End: jan 2023
Start: jan 2020
Granular activated algae technology for wastewater treatment and resources recovery (GRAALrecovery)
|External project link||Main project website|
|Start - end date||01.01.2020 - 01.01.2023|
|Project manager||Olga Tiron, ECOIND|
|Project manager at Nibio||Ikumi Umetani|
|Division||Division of Environment and Natural Resources|
|Department||Bioresources and Recycling Technologies|
|Partners||ECOIND, NIBIO, NMBU, Valahia University Targoviste|
|Total budget||1.147.010,00 euro|
|Funding source||EEA Grants/Norwegian Financial Mechanism 2014-2021|
The GRAALrecovery project focuses on alternative wastewater treatment technological flow based on the use of patented granular activated algae system for increased efficiency of the treatment process, reduction of operating cost, and advanced resources recovery.
The envisaged treatment process is distinguished by positive environmental and economic effects compared to conventional wastewater treatment systems sustaining the concept of sustainable wastewater treatment by:
- Complying to the strategy of reducing operating costs (eliminating aeration cost)
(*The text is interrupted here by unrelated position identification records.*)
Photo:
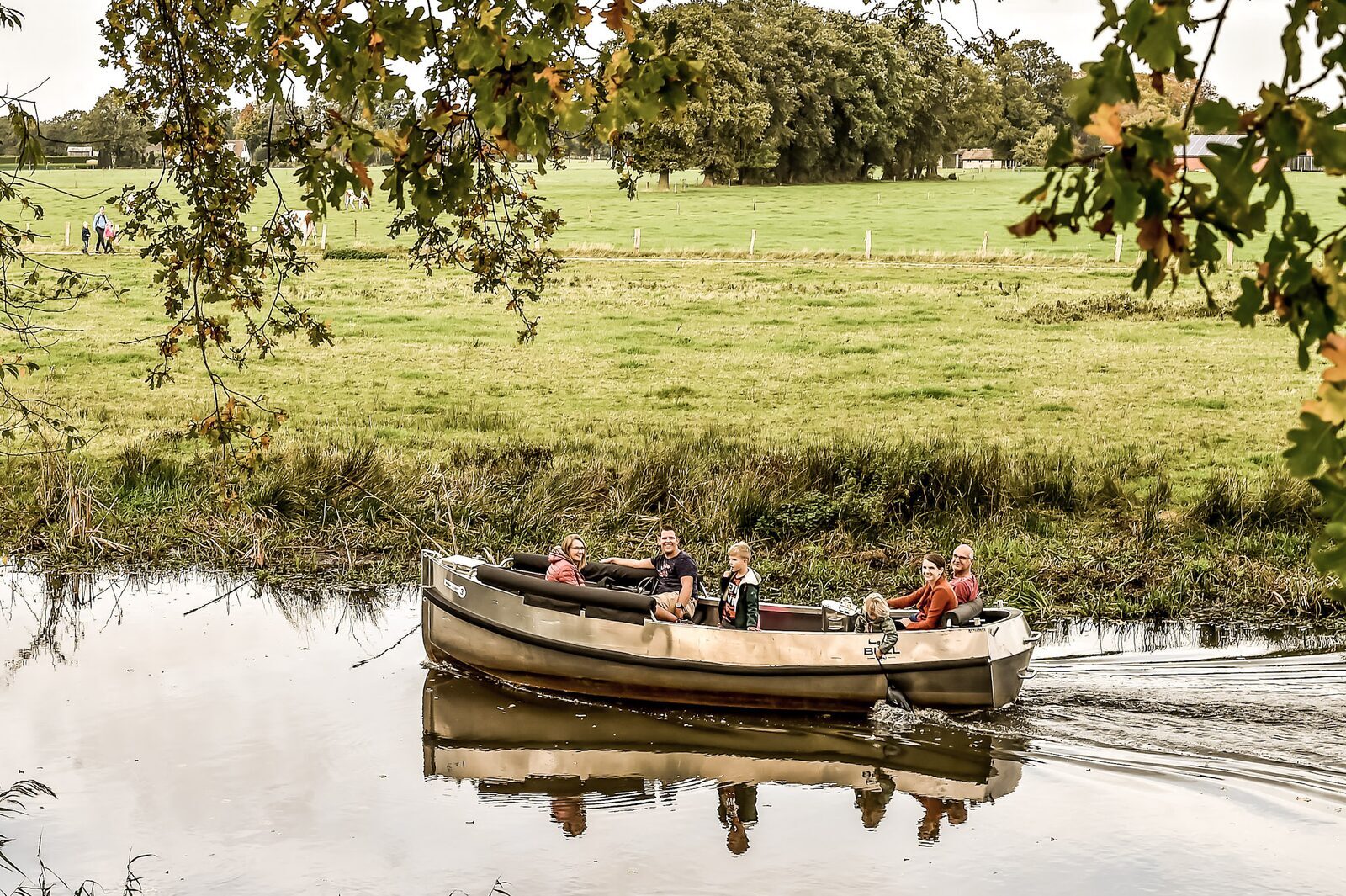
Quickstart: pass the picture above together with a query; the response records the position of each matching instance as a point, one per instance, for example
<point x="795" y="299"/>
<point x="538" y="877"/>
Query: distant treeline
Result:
<point x="807" y="94"/>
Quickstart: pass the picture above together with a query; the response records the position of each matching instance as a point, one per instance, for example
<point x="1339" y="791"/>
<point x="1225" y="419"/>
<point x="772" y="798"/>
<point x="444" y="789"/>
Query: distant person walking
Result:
<point x="100" y="225"/>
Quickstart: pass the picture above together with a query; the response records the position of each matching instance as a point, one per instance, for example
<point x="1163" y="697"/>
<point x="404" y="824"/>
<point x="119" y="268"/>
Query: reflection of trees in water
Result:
<point x="935" y="810"/>
<point x="49" y="613"/>
<point x="340" y="608"/>
<point x="1150" y="637"/>
<point x="61" y="607"/>
<point x="738" y="813"/>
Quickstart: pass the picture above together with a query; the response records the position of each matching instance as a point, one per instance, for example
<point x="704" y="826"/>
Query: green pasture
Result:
<point x="1015" y="354"/>
<point x="902" y="218"/>
<point x="813" y="404"/>
<point x="794" y="352"/>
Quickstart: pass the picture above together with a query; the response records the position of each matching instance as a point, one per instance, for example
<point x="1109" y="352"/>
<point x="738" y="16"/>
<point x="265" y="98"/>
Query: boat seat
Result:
<point x="603" y="575"/>
<point x="962" y="615"/>
<point x="547" y="603"/>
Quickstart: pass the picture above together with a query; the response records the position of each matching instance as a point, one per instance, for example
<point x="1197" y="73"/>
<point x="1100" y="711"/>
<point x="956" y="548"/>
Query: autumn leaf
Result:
<point x="1154" y="238"/>
<point x="618" y="18"/>
<point x="1105" y="124"/>
<point x="361" y="174"/>
<point x="1330" y="406"/>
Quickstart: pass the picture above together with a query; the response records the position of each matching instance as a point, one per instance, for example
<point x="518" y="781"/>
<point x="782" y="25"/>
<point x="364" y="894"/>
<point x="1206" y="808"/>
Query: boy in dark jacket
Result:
<point x="740" y="591"/>
<point x="875" y="618"/>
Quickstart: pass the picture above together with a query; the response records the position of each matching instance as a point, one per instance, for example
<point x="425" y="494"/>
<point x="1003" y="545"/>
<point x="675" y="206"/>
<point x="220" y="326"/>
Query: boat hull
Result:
<point x="497" y="633"/>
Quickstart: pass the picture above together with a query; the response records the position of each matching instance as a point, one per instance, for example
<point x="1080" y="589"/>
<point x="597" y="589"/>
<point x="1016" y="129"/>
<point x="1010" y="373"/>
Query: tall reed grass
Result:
<point x="1054" y="533"/>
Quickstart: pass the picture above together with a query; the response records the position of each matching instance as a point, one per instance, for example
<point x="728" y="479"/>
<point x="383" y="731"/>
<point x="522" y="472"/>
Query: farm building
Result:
<point x="984" y="157"/>
<point x="1193" y="155"/>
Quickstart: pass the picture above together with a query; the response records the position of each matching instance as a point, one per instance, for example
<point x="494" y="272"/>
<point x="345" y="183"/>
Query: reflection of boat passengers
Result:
<point x="932" y="600"/>
<point x="567" y="561"/>
<point x="966" y="586"/>
<point x="738" y="810"/>
<point x="675" y="577"/>
<point x="569" y="812"/>
<point x="872" y="802"/>
<point x="928" y="829"/>
<point x="739" y="591"/>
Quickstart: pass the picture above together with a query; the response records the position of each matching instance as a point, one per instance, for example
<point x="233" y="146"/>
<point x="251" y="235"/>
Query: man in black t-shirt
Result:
<point x="675" y="577"/>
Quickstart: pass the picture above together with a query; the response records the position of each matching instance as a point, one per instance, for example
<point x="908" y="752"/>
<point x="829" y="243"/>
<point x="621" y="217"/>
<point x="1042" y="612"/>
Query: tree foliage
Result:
<point x="1182" y="221"/>
<point x="31" y="291"/>
<point x="796" y="94"/>
<point x="504" y="82"/>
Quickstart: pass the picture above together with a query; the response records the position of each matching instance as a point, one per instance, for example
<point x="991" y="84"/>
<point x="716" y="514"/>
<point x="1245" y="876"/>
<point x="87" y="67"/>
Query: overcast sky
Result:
<point x="60" y="42"/>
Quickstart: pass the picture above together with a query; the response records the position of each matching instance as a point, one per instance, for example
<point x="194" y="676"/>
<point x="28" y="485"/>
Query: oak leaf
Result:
<point x="1105" y="124"/>
<point x="618" y="18"/>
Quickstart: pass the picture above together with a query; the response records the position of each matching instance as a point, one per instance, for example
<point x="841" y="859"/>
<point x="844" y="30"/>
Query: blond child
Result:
<point x="875" y="618"/>
<point x="740" y="591"/>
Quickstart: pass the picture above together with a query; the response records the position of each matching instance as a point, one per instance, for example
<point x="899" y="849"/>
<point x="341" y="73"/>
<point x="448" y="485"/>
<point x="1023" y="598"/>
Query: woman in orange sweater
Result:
<point x="932" y="599"/>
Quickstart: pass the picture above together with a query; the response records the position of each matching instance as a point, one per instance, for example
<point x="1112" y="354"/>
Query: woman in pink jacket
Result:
<point x="567" y="561"/>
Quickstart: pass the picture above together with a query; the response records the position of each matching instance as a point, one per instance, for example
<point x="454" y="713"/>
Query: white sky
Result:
<point x="60" y="42"/>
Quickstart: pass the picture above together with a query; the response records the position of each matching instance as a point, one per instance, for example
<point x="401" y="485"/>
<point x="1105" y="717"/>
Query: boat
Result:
<point x="522" y="747"/>
<point x="603" y="640"/>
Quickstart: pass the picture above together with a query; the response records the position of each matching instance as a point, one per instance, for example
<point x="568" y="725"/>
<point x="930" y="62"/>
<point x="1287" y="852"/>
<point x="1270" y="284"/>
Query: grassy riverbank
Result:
<point x="1105" y="453"/>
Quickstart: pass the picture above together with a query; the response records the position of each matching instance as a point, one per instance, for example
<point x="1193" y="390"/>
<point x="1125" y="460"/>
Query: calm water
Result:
<point x="224" y="729"/>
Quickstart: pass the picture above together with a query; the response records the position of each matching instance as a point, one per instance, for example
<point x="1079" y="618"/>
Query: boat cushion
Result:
<point x="585" y="595"/>
<point x="594" y="574"/>
<point x="962" y="613"/>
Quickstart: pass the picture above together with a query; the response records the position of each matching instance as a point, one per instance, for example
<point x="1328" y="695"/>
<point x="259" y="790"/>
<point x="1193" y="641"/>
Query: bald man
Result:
<point x="966" y="586"/>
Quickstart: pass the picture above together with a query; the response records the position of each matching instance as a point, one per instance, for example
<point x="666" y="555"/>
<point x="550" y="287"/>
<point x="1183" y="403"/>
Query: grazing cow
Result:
<point x="302" y="224"/>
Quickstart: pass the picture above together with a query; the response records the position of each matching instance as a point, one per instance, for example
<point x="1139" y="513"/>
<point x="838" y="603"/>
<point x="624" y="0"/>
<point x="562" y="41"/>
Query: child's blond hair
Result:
<point x="875" y="607"/>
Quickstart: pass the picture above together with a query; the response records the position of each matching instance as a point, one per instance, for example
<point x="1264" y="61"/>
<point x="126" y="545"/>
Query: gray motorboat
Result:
<point x="603" y="640"/>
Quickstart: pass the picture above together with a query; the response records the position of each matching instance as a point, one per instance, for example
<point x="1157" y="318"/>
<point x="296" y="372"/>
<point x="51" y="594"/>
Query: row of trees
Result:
<point x="801" y="94"/>
<point x="120" y="136"/>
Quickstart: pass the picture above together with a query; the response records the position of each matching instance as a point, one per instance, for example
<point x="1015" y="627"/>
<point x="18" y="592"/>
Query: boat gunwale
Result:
<point x="431" y="594"/>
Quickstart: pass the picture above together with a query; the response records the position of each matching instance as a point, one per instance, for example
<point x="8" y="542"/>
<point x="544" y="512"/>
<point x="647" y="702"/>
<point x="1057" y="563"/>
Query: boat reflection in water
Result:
<point x="572" y="756"/>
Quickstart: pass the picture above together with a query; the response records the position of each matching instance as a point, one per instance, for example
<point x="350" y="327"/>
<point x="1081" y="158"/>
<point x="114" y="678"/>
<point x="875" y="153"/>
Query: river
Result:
<point x="225" y="732"/>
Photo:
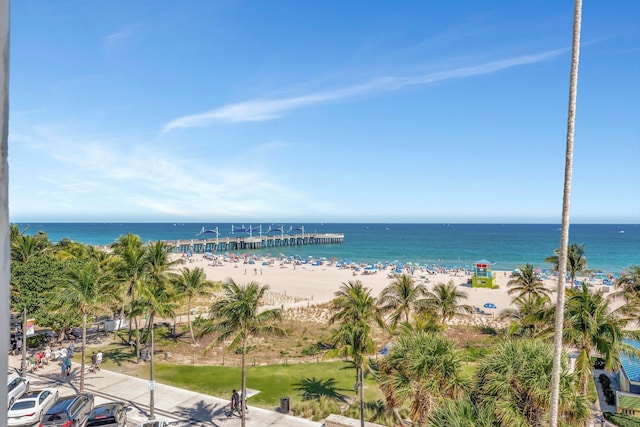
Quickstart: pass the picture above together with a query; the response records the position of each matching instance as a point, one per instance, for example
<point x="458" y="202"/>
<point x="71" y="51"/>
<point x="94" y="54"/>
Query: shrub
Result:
<point x="317" y="408"/>
<point x="622" y="420"/>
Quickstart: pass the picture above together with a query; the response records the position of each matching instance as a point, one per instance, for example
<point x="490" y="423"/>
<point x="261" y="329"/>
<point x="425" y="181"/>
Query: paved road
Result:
<point x="171" y="403"/>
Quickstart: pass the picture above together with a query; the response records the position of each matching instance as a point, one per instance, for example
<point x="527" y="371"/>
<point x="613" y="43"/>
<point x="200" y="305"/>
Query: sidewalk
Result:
<point x="171" y="403"/>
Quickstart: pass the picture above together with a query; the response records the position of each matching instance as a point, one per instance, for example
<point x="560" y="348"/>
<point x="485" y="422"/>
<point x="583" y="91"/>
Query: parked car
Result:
<point x="112" y="414"/>
<point x="69" y="411"/>
<point x="17" y="386"/>
<point x="31" y="406"/>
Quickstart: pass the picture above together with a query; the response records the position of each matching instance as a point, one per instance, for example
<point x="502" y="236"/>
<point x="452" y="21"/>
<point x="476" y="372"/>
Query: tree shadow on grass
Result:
<point x="120" y="355"/>
<point x="205" y="412"/>
<point x="314" y="388"/>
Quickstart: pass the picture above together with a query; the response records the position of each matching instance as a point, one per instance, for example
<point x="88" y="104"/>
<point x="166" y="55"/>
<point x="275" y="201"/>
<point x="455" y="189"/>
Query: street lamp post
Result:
<point x="152" y="383"/>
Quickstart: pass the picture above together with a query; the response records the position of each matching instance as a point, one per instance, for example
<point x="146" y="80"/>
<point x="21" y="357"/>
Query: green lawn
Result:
<point x="273" y="381"/>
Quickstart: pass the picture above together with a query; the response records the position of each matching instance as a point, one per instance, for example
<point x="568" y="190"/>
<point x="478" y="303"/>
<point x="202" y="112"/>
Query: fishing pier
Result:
<point x="227" y="244"/>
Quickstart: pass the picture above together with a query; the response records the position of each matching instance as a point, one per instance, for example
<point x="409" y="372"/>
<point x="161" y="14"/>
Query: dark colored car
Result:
<point x="113" y="414"/>
<point x="69" y="411"/>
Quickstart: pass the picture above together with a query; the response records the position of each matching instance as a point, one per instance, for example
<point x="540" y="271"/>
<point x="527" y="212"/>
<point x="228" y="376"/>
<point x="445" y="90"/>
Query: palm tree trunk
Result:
<point x="151" y="375"/>
<point x="135" y="322"/>
<point x="84" y="344"/>
<point x="193" y="340"/>
<point x="566" y="203"/>
<point x="243" y="403"/>
<point x="361" y="393"/>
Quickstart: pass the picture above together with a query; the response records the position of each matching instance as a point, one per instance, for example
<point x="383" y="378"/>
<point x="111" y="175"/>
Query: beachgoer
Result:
<point x="235" y="398"/>
<point x="67" y="364"/>
<point x="94" y="362"/>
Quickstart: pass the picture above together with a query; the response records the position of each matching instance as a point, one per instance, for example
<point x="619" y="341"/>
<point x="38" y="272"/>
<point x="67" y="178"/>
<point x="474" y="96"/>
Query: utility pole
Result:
<point x="5" y="251"/>
<point x="23" y="364"/>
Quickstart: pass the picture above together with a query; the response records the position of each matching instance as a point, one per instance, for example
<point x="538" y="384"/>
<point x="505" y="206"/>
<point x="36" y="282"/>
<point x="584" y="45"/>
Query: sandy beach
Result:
<point x="296" y="287"/>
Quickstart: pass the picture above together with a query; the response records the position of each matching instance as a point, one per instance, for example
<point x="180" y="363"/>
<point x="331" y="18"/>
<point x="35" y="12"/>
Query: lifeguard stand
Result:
<point x="482" y="275"/>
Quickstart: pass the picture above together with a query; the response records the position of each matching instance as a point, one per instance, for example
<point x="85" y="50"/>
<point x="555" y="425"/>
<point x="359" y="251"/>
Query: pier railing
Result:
<point x="223" y="244"/>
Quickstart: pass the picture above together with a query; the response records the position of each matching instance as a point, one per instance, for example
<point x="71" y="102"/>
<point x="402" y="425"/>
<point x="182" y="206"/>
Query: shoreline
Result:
<point x="296" y="286"/>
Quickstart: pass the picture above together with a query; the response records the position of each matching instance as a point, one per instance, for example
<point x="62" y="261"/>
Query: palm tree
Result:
<point x="576" y="261"/>
<point x="157" y="294"/>
<point x="130" y="266"/>
<point x="157" y="298"/>
<point x="399" y="298"/>
<point x="566" y="204"/>
<point x="520" y="397"/>
<point x="237" y="316"/>
<point x="83" y="290"/>
<point x="25" y="247"/>
<point x="591" y="326"/>
<point x="356" y="310"/>
<point x="461" y="412"/>
<point x="445" y="300"/>
<point x="421" y="368"/>
<point x="525" y="282"/>
<point x="191" y="283"/>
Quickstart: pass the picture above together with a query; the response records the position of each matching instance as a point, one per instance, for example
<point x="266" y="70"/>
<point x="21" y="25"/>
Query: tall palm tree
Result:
<point x="526" y="282"/>
<point x="130" y="267"/>
<point x="189" y="284"/>
<point x="421" y="368"/>
<point x="591" y="326"/>
<point x="566" y="207"/>
<point x="157" y="298"/>
<point x="83" y="290"/>
<point x="520" y="397"/>
<point x="445" y="301"/>
<point x="237" y="316"/>
<point x="399" y="298"/>
<point x="356" y="310"/>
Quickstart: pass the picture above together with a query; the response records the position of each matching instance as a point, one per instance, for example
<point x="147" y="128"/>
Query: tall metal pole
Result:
<point x="152" y="383"/>
<point x="23" y="364"/>
<point x="5" y="257"/>
<point x="361" y="392"/>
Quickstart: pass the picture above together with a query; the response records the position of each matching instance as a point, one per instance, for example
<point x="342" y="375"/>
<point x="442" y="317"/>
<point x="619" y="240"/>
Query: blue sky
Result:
<point x="321" y="111"/>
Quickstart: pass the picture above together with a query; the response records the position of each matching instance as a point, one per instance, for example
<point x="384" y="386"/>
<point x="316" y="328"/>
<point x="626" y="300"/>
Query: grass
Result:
<point x="274" y="381"/>
<point x="333" y="379"/>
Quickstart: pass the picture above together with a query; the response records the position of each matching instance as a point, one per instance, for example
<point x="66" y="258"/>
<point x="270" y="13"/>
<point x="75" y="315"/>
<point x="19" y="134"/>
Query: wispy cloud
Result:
<point x="268" y="109"/>
<point x="117" y="39"/>
<point x="103" y="174"/>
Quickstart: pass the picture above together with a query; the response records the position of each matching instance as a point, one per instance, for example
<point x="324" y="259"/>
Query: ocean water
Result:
<point x="608" y="247"/>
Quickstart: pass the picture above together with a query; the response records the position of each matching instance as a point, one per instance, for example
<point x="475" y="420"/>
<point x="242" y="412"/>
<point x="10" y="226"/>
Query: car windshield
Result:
<point x="23" y="404"/>
<point x="55" y="417"/>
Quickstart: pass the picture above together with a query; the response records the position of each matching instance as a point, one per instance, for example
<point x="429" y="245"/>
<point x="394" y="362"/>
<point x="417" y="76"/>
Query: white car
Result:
<point x="17" y="386"/>
<point x="29" y="408"/>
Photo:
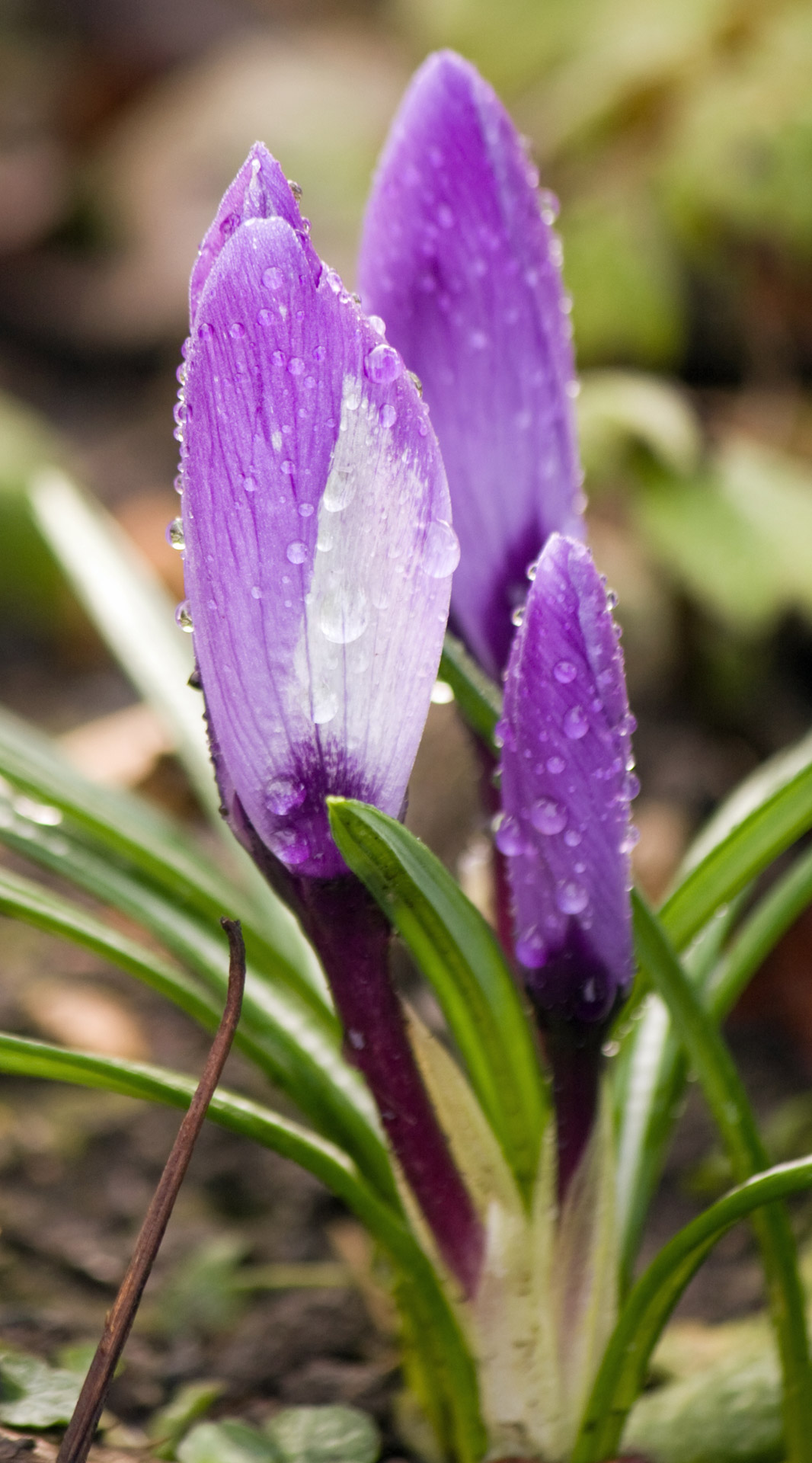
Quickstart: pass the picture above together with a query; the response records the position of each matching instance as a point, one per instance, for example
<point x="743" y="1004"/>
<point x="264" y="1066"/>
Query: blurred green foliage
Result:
<point x="681" y="141"/>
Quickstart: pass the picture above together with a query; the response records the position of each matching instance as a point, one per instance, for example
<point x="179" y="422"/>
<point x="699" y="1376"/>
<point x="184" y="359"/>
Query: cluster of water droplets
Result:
<point x="28" y="818"/>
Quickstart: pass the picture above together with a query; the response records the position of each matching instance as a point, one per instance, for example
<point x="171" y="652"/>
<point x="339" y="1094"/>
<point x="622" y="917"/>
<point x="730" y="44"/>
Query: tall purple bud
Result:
<point x="567" y="787"/>
<point x="319" y="550"/>
<point x="460" y="258"/>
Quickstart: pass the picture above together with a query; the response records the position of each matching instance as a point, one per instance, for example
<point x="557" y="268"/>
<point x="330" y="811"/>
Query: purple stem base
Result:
<point x="353" y="940"/>
<point x="575" y="1060"/>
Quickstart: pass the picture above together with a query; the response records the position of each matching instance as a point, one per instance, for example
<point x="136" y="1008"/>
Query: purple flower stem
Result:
<point x="574" y="1054"/>
<point x="353" y="941"/>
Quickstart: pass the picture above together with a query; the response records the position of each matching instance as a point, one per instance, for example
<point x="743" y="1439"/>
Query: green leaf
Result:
<point x="419" y="1288"/>
<point x="460" y="956"/>
<point x="286" y="1039"/>
<point x="148" y="840"/>
<point x="34" y="1394"/>
<point x="225" y="1443"/>
<point x="727" y="1100"/>
<point x="479" y="698"/>
<point x="324" y="1436"/>
<point x="653" y="1298"/>
<point x="734" y="852"/>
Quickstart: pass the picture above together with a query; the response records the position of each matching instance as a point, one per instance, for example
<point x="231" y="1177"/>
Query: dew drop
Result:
<point x="174" y="534"/>
<point x="284" y="793"/>
<point x="384" y="365"/>
<point x="548" y="817"/>
<point x="344" y="615"/>
<point x="575" y="723"/>
<point x="290" y="846"/>
<point x="340" y="489"/>
<point x="571" y="897"/>
<point x="184" y="616"/>
<point x="508" y="836"/>
<point x="530" y="949"/>
<point x="441" y="550"/>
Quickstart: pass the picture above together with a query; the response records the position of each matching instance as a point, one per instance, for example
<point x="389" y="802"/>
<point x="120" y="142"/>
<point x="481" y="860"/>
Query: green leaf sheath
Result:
<point x="729" y="1103"/>
<point x="295" y="1049"/>
<point x="479" y="698"/>
<point x="419" y="1286"/>
<point x="152" y="844"/>
<point x="654" y="1297"/>
<point x="460" y="957"/>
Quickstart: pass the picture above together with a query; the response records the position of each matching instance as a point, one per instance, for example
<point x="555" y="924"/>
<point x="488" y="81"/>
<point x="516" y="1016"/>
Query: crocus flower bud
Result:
<point x="567" y="783"/>
<point x="460" y="258"/>
<point x="316" y="529"/>
<point x="319" y="550"/>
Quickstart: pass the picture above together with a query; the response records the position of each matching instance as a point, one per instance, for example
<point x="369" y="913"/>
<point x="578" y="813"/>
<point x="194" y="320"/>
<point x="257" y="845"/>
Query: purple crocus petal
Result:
<point x="567" y="785"/>
<point x="259" y="190"/>
<point x="460" y="259"/>
<point x="318" y="543"/>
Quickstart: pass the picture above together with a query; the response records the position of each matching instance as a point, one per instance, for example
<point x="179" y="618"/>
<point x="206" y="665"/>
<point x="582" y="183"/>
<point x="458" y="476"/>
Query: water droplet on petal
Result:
<point x="575" y="723"/>
<point x="290" y="846"/>
<point x="508" y="836"/>
<point x="340" y="489"/>
<point x="284" y="793"/>
<point x="548" y="815"/>
<point x="441" y="550"/>
<point x="384" y="365"/>
<point x="571" y="897"/>
<point x="530" y="949"/>
<point x="174" y="534"/>
<point x="344" y="615"/>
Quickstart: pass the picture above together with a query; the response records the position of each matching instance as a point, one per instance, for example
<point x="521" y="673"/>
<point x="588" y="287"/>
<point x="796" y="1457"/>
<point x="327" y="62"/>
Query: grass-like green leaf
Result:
<point x="729" y="1105"/>
<point x="479" y="698"/>
<point x="461" y="959"/>
<point x="295" y="1046"/>
<point x="654" y="1297"/>
<point x="761" y="820"/>
<point x="149" y="841"/>
<point x="417" y="1283"/>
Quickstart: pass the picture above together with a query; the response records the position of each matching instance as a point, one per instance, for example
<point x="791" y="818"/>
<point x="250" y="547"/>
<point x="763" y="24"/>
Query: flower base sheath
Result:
<point x="319" y="550"/>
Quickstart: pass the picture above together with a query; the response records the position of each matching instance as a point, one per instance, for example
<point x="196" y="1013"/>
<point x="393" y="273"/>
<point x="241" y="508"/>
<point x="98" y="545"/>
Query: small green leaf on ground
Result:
<point x="34" y="1394"/>
<point x="324" y="1436"/>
- Targeting the global emissions by capturing carbon dioxide from aerobic biodegradation of organic matter
- Targeting WWTP Utility strategy concerning waste management as the residual microalgae-bacteria biomass can be used for resources recovery
The objectives of GRAALrecovery follow the demonstration in relevant environmental conditions of the proposed emerging biotechnology, underlining the technology performance and its economic and environmental impact.
- Technical specifications and technology optimization scenarios testing (WP lead: ECOIND)
- Resources recovery assessment (WP lead: NIBIO)
- Technology validation in relevant environmental conditions (WP lead: NMBU)
- Results exploitation. Outcome oriented dissemination and communication (WP lead: ECOIND)
Work package 2: Resources recovery assessment
The objective of this WP is to focus on integrating wastewater treatment with resources recovery (the treated water and generated excess biomass) in a circular economy context.
2.1 Enhancement of excess biomass value (microalgae nutrients uptake, starch/oil accumulation)
2.2 Integration of specific microalgae strains in the granular structures
2.3 Evaluation of water reuse options
Task 2.1 Enhancement of excess biomass value
Besides reduced operational costs, one of the key advantages of the granular-activated algae biotechnology is the presence of microalgae in the excess biomass, which provides superior upstream approach possibilities in terms of reuse (as fertilizers due to the high nutrients uptake) or valorization (due to high protein/carbohydrate/oil accumulation).
Since the microalgae are the key ingredients of the activated granules, the activities of this task, led by NIBIO, will follow two main lines of study:
1) Excess granular activated algae biomass characterization (quantitative and qualitative analysis of major cell components) and reuse options evaluation (as fertilizer/energy source, other uses)
2) Exploring the adaptation of specific microalgae strains known to accumulate high amounts of starch or oil adaptation for wastewater treatment and identification of required stress factors in controlled environmental conditions, which will later be transposed in operational parameters.
In this context, the experiments regarding specific microalgae strains adaptation will be carried on using selected strains (from the NIBIO collection) on different standardized wastewaters and under specific environmental conditions (different stress factors known to shift the metabolism towards accumulation) in order to assess the maximum uptake/accumulation capacities of the strains (ex. analyse of the influence of operational conditions (temperature, CO2, pH) and of nitrogen, phosphorus and sulphur sources concentration variations upon the accumulation phenomenon and biomass composition in lipids, carbohydrates and proteins). Best candidates in terms of uptake, accumulation and suitability towards the operational parameters of GRAALrecovery will be used as inoculum for granules formation in task 2.2.